= Jennifer Starr =

American casting director

Jennifer Starr is an American casting director. She has cast models for ad campaigns for Calvin Klein, Versace, Banana Republic, Dolce & Gabbana, Ralph Lauren and The Gap.

==Early life and education==
Starr grew up in Miami, Florida. When she was 17 she met the location director of the series Miami Vice and started finding locations for the show.  A year later, fashion photographer Bruce Weber asked her to find private homes for a photo shoot for the Calvin Klein perfume Obsession. Starr stayed on as a production assistant until leaving for college.

== Career ==
After college Starr was hired by Bruce Weber as a casting director. Weber later introduced Starr to Calvin Klein.  Starr then worked with Klein until 2012 to cast his campaigns and contract models. She also worked for Steven Meisel.

In 1996 Richard Avedon asked Starr to cast women for the 1997 edition of his Pirelli Calendar titled Women of the World. Starr went on to cast the next 19 Pirelli Calendars, working with photographers Peter Beard and Peter Lindbergh.
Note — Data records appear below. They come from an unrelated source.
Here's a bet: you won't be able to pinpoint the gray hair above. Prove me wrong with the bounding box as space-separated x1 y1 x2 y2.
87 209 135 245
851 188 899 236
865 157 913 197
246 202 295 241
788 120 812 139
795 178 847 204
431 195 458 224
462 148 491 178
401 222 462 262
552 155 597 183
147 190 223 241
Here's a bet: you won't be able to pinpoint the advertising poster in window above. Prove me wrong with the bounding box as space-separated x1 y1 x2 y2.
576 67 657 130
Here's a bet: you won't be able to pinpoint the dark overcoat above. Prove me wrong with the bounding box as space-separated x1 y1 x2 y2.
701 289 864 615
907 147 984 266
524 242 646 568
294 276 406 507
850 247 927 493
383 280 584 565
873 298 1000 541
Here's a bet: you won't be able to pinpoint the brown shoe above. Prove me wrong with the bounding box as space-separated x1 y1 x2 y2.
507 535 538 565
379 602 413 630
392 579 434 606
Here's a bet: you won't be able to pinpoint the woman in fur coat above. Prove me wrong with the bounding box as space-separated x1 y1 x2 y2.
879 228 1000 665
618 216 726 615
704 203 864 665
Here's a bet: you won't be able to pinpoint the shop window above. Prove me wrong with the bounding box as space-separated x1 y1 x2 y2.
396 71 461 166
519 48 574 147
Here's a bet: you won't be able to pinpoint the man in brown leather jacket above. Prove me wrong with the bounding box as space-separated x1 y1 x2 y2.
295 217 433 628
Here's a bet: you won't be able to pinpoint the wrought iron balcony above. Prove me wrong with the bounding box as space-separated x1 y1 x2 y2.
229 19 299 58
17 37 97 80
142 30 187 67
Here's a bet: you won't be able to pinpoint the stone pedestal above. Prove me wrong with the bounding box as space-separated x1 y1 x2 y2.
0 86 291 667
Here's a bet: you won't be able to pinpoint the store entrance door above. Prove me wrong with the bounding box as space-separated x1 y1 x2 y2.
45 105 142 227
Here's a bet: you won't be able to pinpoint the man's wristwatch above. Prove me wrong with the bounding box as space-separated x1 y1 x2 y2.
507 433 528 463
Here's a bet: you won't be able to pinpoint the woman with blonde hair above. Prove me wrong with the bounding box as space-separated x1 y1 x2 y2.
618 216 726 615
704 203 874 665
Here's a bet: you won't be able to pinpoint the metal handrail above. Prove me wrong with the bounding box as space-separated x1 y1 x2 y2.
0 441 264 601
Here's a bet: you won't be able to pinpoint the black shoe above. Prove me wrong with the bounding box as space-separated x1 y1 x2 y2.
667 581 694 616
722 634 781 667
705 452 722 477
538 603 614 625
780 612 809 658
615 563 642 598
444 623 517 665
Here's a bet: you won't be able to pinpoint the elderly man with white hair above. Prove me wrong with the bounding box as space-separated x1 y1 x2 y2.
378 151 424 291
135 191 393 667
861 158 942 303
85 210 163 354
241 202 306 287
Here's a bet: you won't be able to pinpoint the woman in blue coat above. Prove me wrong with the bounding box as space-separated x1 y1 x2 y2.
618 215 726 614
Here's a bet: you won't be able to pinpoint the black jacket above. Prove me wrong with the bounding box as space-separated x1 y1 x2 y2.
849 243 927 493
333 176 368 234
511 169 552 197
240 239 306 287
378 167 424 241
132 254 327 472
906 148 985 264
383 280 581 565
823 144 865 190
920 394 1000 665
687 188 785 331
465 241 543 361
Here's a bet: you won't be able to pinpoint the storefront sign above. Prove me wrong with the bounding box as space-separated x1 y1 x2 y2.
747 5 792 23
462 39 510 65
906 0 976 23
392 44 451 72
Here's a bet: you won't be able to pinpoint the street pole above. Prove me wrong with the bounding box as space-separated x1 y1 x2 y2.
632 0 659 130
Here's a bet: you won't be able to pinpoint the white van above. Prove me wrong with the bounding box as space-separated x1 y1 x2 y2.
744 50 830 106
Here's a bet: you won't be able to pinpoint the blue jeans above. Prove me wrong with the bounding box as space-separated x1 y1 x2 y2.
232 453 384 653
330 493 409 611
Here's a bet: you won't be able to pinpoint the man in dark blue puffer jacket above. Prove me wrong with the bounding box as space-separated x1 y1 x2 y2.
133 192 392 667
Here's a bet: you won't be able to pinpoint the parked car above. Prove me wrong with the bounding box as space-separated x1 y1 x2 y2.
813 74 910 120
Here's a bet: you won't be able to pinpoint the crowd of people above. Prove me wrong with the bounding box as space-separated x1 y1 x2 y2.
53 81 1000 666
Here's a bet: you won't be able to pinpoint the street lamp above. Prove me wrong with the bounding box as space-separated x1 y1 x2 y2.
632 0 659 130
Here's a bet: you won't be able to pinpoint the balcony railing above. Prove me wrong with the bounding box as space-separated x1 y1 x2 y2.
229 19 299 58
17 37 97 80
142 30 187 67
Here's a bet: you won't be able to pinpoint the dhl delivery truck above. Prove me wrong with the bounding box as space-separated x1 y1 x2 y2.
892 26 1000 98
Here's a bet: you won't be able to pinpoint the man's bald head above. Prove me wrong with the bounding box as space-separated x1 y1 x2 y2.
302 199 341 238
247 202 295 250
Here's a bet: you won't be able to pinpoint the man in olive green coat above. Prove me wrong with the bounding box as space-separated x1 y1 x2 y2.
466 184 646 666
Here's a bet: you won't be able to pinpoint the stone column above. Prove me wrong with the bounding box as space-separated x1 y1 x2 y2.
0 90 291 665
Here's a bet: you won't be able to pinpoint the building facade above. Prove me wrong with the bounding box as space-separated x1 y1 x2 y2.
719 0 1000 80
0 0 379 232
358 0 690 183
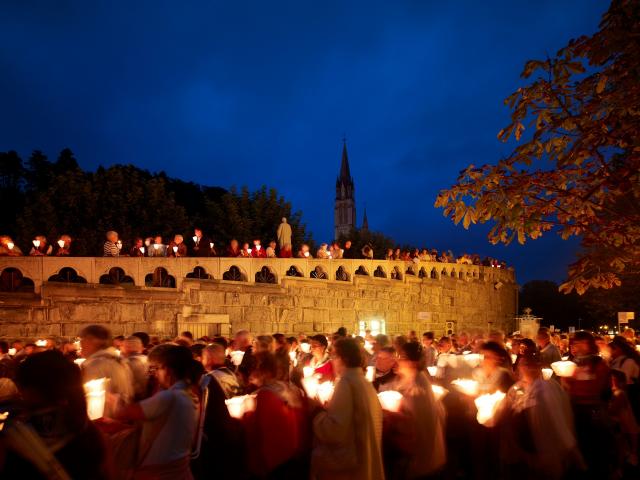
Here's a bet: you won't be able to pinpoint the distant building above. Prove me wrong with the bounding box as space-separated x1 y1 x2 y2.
334 140 356 239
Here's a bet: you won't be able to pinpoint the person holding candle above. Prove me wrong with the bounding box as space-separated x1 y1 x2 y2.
29 235 53 257
501 352 582 480
243 352 310 479
311 338 384 480
147 235 167 257
167 235 188 257
0 350 113 480
115 345 202 480
78 325 134 417
384 342 446 479
102 230 120 257
54 235 71 257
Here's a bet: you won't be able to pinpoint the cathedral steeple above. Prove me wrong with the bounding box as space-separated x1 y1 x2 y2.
334 139 356 239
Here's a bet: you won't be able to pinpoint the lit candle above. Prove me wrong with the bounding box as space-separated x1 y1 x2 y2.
378 390 402 412
451 378 478 397
365 367 376 382
84 378 107 420
474 391 505 425
431 385 449 400
462 353 482 368
317 382 335 403
231 350 244 367
551 360 577 377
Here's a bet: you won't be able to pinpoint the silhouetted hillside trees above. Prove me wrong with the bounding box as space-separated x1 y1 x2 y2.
0 149 312 255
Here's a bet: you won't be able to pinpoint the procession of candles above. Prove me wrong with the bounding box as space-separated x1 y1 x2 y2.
474 391 506 425
378 390 402 412
451 378 478 397
551 360 577 377
84 378 107 420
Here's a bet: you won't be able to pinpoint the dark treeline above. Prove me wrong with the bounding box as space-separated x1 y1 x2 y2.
0 149 312 256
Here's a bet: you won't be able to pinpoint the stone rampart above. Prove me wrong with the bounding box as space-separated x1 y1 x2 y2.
0 257 517 338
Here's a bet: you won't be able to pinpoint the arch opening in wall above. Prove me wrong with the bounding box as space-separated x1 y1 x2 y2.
0 267 34 293
49 267 87 283
309 265 327 280
336 265 349 282
144 267 176 288
285 265 304 277
187 267 213 280
99 267 134 286
355 265 369 277
255 265 276 283
391 267 402 280
373 265 387 278
222 265 247 282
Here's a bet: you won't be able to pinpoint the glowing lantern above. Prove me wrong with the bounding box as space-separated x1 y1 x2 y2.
431 385 449 400
317 382 335 403
231 350 244 367
378 390 402 412
451 378 478 397
84 378 107 420
474 391 506 425
224 395 256 419
551 360 577 377
365 367 376 382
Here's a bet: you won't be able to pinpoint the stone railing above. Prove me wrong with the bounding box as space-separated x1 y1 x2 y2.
0 257 515 293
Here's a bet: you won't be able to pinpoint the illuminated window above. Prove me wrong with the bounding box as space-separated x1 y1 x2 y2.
358 318 386 337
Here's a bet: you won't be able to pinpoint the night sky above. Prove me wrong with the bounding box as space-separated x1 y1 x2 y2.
0 0 608 283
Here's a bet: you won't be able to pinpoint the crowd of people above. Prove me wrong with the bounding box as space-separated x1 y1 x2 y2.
0 325 640 480
0 218 506 268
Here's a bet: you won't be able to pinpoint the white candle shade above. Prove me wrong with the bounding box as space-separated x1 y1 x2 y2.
84 378 107 420
224 395 256 419
231 350 244 367
551 360 577 377
317 382 335 403
451 378 478 397
365 366 376 382
474 391 505 425
378 390 402 412
431 385 449 400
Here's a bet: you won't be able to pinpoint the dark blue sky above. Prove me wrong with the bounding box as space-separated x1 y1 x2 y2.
0 0 608 283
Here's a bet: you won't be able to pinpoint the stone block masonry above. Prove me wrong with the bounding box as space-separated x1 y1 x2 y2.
0 257 517 338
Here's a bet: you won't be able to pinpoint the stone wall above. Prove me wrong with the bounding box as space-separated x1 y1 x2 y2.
0 257 517 337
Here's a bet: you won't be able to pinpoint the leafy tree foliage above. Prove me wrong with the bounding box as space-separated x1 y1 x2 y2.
0 149 311 256
435 0 640 294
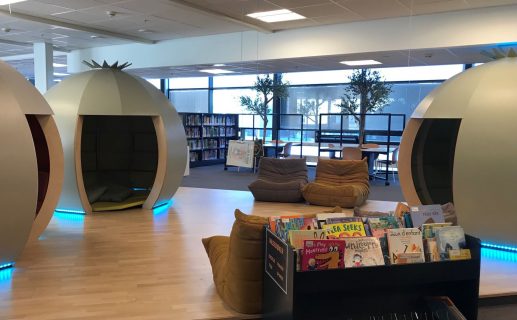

In 1999 Starr was asked by Yvonne Force to cast models for Vanessa Beecroft's performance at the Guggenheim Museum SoHo called SHOW, where 15 women were instructed to stand naked in the rotunda of the Guggenheim Museum for two and a half hours.

In 2008 Starr was a judge on season 1 of the Bravo TV show Make Me a Super Model.

In early 2018 Starr cast Lizzo in ModCloth's "say it louder" campaign, promoting body inclusivity and celebrating individuality.